C’en est trope

Fukushima-Daïchi, goutte d’encre sur paysage absorbant L’atome, le clinamen et la théorie de la tartine (6)

C’en est trope !

Témoignages.re / 27 juin 2013

Connu dans les bars du quartier comme le houblon, il répète à qui veut l’entendre qu’avec le rhum, ça va trop vite : « Le rhum, c’est la Mort en Lamborghini. Moi, je préfère la Deux-chevaux » et il lève du poing son demi avant d’y plonger sa lèvre supérieure.

Il y a deux ans, bombardés de nouvelles de Fukushima par une télé au son criard fixée au-dessus des bouteilles de vermouth, il s’est tourné vers moi, et m’a dit : « Les Japonais, ils ont gardé cette manie du hara-kiri ».
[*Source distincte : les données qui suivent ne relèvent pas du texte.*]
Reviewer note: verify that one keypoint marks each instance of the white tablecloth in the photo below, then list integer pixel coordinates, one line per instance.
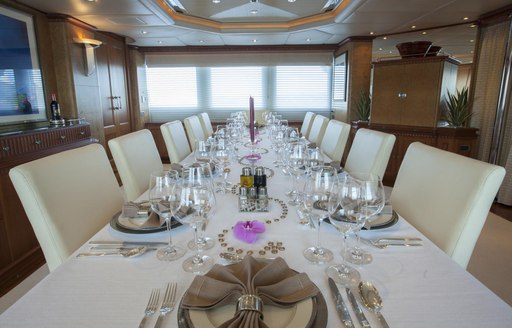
(420, 286)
Un peu de mauvaise humeur, je lui ai répondu : « Pour nombre d’amis orientaux, les Occidentaux paraissent comme des exorciseurs de démons, et démons eux-mêmes... ». Je lui précisai que l’image correspondait à une stéréotypie du schéma actanciel des récits taoïstes.

« Tu parles, me fait-il. Les Japonais éprouvent de la joie à s’étripailler pour emmerder leur prochain. Tu vois, Senno Rikyu, grand maître de thé ? Tu sais comment il s’est vengé du Shôgun Hideyoshi qui l’avait humilié ? Il lui fait porter ses entrailles sur un plat — avec le thé... Et quand c’est pas conscient, c’est inconscient ».

Je secoue la tête : « Les Occidentaux ont la manie de synthétiser le savoir de façon réductrice, alors que les penseurs japonais ont pour volonté d’éclater les domaines du savoir pour le faire rayonner. C’est le sens du soleil levant qu’on voit sur leur drapeau. Leur pensée est divergente, alors qu’en Occident, c’est la pensée convergente qu’on valorise ».

« La divergence ?, rigole-t-il. L’image même de la fission atomique ».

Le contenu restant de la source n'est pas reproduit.